Interferometers that employ quantum entanglement have the potential to break those limits. If two or more particles are entangled, only the overall state is known, while the state of the individual particle remains undetermined until measurement. This can be used to obtain more information per measurement than would be possible without it. However, the promised quantum leap in sensitivity has been hampered by the extremely delicate nature of entanglement. This is where the Vienna experiment made a difference.

The researchers built a giant fiber-optic Sagnac interferometer and kept the noise low and stable for several hours. This enabled the detection of enough high-quality entangled photon pairs to exceed the rotational precision of previous quantum optical Sagnac interferometers by a thousand-fold.

In a Sagnac interferometer, two particles traveling in opposite directions of a rotating closed path reach the starting point at different times.

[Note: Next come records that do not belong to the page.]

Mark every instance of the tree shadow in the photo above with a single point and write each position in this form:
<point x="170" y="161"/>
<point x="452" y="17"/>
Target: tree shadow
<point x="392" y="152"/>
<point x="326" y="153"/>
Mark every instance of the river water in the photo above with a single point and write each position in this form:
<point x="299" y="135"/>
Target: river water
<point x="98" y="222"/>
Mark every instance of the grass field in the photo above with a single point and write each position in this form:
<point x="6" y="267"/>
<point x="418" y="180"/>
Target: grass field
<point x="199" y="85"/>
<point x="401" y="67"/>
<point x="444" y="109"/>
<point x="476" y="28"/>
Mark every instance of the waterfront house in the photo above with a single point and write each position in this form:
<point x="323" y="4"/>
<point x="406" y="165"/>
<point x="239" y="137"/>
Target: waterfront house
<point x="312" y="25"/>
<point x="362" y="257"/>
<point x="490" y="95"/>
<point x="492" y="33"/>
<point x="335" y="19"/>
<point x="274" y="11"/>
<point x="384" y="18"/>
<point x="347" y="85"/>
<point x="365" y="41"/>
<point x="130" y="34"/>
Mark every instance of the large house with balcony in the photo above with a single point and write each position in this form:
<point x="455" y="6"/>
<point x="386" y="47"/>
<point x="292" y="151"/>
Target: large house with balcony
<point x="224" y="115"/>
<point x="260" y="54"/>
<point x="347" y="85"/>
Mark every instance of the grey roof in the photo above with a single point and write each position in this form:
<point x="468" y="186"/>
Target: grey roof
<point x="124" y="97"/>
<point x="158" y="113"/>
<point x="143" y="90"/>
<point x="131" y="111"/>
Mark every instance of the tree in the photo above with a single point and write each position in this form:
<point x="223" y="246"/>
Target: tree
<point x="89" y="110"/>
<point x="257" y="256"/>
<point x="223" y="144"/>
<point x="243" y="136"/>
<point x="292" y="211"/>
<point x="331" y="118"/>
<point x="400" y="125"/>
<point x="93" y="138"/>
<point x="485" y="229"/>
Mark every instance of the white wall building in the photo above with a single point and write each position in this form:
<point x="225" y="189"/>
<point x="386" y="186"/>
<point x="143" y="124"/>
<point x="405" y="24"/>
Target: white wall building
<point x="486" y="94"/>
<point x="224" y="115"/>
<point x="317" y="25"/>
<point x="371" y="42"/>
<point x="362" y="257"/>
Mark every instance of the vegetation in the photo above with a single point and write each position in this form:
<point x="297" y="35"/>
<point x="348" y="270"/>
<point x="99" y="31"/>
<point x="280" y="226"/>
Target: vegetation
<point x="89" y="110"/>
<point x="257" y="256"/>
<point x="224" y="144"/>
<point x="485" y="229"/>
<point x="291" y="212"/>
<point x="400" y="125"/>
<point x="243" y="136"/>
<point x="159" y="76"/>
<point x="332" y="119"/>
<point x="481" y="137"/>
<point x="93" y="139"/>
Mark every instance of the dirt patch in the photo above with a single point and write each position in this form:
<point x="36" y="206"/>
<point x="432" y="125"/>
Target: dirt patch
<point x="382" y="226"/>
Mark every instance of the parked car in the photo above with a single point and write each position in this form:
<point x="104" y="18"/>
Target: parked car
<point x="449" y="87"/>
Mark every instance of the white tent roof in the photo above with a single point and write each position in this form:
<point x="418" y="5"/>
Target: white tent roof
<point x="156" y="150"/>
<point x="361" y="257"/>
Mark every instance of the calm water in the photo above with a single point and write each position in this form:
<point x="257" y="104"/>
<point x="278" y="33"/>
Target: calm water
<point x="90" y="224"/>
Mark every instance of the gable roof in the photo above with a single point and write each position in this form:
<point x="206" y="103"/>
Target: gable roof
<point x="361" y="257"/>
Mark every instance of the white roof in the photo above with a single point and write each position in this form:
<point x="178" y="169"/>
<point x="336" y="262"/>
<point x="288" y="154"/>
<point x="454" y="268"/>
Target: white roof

With two entangled particles, things get ‘ghostly’: they behave like a single particle testing both directions simultaneously while accruing twice the time delay compared to the no-entanglement scenario.

This unique property is known as super-resolution. In the actual experiment, two entangled photons propagated inside a 2-kilometer-long optical fiber wound into a huge coil, resulting in an interferometer with an effective area of ​​more than 700 square meters.

A major hurdle the researchers faced was isolating and extracting the Earth’s constant rotation signal. “The heart of the matter lies in establishing a reference point for our measurement, where the light is not affected by the Earth’s rotation effect. Given our inability to stop the Earth’s rotation, we devised an alternative solution: dividing the optical fiber into two coils of equal length and connect them using an optical switch,” explains lead author Raffaele Silvestri.

By turning the switch on and off, the researchers were able to effectively cancel the rotation signal at will, which also allowed them to extend the stability of their large apparatus. “Basically, we have tricked light into thinking it is in a non-rotating universe,” Silvestri says in a statement.

The experiment, which was carried out as part of the TURIS research network sponsored by the University of Vienna and the Austrian Academy of Sciences, has successfully observed the effect of the Earth’s rotation in a state of two-photon maximum entanglement. This confirms the interaction between rotating reference frames and quantum entanglement, as described in Einstein’s special theory of relativity and quantum mechanics, with a thousand-fold better precision compared to previous experiments.

“This represents a significant milestone since, a century after the first observation of Earth’s rotation with light, single photon entanglement has finally entered the same sensitivity regimes,” says Haocun Yu, who worked on this experiment as a Marie-Curie postdoctoral fellow.

“I believe our result and methodology will lay the foundation for future improvements in the rotation sensitivity of entanglement-based sensors. This could pave the way for future experiments testing the behavior of quantum entanglement across space-time curves.” , adds Philip Walther.